In October 1999, 19 Chinese trainees came to the Takefu city office pleading for help. In their first year in Japan as interns, the women had been promised ¥50,000 a month, but scraped by on ¥10,000. The next year, as technical trainees, they should have received ¥115,000 a month. After health insurance, pension, rent, forced "savings" and administrative fees for the staffing agency in China were deducted, what they got was ¥15,000. The women walked for five hours from their workshop in the mountains of Fukui Prefecture to talk with the director of their placement organization at his home. Instead of receiving answers, they were turned away with harsh words — and even blows.
The incident was discussed in the Diet and became a symbol of the profound problems with the trainee system. Shortly afterwards, citizens' groups formed to protect the rights of trainees and organizations already working to protect foreigners' rights found a new focus. More than 10 years later, leaders of these groups say they have seen some positive changes, but abuses of the system are still endemic.

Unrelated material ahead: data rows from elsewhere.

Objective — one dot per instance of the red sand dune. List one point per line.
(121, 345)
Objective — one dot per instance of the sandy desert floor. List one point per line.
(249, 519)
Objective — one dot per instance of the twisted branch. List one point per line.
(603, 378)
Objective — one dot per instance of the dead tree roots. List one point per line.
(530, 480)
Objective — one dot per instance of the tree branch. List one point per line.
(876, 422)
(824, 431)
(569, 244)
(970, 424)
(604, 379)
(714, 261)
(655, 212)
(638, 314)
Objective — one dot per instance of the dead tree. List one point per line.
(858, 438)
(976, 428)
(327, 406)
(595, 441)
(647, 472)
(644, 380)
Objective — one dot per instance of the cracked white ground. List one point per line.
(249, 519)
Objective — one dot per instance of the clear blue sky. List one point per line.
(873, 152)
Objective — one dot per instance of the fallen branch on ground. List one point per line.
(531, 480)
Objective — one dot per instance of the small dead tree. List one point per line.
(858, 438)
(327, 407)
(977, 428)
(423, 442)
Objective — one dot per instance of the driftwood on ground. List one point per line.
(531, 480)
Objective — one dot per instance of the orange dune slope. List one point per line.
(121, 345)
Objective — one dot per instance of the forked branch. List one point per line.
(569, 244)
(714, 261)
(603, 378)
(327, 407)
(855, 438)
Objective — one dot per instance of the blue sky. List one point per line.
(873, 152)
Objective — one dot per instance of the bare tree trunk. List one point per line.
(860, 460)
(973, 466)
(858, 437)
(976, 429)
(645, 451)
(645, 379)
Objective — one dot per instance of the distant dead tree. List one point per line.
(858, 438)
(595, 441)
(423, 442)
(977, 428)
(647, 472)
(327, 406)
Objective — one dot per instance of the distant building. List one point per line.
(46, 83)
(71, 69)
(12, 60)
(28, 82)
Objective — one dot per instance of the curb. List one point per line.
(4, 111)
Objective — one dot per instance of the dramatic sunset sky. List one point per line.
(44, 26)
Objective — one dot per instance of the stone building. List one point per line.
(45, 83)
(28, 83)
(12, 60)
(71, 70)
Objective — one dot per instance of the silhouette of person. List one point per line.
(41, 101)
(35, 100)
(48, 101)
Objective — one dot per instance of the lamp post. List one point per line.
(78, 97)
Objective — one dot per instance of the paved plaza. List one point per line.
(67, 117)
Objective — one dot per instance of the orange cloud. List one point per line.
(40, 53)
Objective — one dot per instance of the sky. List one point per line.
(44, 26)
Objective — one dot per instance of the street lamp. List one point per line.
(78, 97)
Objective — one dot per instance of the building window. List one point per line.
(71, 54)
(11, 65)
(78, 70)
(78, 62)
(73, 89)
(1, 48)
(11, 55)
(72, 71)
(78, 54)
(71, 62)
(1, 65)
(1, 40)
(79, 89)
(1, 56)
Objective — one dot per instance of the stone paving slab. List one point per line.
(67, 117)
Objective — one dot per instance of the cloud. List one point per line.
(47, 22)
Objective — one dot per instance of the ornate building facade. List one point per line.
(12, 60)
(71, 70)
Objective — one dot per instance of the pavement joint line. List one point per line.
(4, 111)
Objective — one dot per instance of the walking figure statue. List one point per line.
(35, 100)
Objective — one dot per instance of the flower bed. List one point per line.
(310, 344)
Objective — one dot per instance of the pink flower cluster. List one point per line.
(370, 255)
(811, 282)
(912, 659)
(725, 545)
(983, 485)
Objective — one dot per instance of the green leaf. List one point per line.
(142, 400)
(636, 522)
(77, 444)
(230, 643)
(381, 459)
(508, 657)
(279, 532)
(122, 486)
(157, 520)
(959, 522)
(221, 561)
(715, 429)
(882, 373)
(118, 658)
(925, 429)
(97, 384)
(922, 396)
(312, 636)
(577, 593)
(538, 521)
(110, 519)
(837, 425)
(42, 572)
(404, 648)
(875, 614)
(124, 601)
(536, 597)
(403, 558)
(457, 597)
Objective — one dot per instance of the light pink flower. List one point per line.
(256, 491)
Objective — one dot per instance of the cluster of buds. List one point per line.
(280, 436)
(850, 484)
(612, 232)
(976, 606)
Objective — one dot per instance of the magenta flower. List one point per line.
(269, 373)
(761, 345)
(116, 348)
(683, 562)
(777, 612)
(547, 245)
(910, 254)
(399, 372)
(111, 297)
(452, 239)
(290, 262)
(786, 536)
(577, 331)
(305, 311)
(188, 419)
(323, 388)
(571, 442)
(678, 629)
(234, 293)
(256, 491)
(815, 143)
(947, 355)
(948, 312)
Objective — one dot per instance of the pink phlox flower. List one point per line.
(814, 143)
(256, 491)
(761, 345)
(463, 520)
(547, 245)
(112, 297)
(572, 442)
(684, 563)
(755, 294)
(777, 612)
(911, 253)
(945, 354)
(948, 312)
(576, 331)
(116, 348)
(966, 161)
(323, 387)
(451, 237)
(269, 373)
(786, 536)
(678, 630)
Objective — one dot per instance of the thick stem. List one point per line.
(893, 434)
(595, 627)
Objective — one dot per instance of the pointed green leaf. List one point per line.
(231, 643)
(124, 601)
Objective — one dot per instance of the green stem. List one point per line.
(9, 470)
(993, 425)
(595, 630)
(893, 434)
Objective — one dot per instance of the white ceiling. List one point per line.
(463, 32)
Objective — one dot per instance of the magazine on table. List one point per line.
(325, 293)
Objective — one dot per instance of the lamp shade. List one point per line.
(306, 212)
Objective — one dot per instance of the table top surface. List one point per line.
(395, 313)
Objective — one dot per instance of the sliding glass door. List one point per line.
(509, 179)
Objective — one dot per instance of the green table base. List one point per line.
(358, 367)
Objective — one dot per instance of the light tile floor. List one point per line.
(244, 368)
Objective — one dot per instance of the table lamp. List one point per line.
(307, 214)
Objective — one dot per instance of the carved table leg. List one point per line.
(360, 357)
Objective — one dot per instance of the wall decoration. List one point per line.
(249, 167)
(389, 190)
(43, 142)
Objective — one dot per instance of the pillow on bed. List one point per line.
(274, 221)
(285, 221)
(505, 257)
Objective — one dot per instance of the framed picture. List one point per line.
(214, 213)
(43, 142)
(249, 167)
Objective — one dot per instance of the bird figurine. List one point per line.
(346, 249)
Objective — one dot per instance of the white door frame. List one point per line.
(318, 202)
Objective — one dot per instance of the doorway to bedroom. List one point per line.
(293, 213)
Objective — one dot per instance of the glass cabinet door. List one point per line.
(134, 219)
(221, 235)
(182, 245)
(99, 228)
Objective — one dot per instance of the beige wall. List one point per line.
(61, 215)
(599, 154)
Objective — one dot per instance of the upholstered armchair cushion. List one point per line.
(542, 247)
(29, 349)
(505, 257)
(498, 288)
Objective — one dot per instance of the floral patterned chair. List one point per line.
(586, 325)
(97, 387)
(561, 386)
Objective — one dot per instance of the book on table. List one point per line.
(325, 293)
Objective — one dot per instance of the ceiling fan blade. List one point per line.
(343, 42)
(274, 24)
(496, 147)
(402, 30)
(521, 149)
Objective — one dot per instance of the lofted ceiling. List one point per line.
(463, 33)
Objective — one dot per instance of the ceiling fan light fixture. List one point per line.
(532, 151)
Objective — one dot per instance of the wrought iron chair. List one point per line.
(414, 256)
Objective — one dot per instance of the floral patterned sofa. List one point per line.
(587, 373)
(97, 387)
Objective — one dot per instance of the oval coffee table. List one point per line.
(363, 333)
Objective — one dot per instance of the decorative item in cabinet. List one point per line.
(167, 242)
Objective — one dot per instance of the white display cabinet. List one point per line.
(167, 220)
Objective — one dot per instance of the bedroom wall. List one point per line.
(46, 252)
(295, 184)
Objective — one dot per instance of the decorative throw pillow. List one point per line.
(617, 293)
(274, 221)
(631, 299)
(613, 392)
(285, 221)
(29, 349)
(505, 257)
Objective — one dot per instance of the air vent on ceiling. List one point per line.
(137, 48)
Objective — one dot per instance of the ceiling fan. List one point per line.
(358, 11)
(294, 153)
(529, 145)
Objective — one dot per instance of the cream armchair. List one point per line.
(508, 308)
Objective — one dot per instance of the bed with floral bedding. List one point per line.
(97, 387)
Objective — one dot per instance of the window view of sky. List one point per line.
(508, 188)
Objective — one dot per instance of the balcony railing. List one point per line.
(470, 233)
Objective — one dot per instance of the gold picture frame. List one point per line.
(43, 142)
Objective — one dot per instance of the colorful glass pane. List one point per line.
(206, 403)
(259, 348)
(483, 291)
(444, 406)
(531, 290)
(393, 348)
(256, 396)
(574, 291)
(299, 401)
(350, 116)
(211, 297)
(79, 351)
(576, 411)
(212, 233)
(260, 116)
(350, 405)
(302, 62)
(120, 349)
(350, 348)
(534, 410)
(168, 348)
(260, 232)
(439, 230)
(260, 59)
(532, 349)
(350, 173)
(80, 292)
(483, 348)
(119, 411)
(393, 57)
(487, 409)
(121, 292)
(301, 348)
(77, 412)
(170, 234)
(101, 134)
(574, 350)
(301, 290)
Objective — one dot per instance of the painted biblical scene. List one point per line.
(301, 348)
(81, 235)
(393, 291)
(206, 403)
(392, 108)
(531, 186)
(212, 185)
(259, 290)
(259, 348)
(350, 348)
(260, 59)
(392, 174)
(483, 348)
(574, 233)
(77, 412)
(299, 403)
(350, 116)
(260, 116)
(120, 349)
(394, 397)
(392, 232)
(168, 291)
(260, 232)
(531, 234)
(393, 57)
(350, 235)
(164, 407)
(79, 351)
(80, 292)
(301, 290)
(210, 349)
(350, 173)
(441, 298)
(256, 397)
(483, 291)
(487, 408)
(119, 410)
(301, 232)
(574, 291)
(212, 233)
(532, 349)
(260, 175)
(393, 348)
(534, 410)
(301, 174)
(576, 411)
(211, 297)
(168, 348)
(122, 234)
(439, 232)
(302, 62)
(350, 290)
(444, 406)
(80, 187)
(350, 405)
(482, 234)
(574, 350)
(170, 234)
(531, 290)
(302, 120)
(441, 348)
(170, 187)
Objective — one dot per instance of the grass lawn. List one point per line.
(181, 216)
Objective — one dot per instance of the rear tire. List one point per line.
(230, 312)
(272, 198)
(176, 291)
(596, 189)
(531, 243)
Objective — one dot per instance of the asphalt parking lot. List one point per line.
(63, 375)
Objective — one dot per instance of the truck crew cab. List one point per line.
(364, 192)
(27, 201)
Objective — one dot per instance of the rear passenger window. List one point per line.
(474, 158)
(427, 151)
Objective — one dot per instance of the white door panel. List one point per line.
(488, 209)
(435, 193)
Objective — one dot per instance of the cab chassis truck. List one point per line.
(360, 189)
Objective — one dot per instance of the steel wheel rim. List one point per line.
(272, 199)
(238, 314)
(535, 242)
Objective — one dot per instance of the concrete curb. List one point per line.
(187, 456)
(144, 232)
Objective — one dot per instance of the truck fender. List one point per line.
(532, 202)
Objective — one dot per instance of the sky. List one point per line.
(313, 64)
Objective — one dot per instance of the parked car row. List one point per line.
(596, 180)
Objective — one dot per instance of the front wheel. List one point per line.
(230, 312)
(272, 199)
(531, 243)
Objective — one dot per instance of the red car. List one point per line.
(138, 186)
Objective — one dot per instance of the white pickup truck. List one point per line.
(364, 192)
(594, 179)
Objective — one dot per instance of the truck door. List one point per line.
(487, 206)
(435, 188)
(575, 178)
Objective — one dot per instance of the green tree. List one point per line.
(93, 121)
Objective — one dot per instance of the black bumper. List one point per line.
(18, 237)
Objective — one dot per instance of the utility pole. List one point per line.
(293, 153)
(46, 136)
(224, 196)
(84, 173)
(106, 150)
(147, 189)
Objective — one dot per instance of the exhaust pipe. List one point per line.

Started in 1993, the aim of the Technical Intern Training Program is to "provide training in technical skills, technology (and) knowledge" to workers from developing countries, according to the Japan International Training Cooperation Organization (JITCO), which oversees the program. But in practice, say advocacy groups, the majority of both trainees and the companies who accept them think of the relationship primarily as regular employment. A convoluted placement system complicates the situation: Between the trainees — the majority of whom come from China — and the workplace where they end up, there are usually at least three intermediary organizations involved, in Japan and the participants' native country.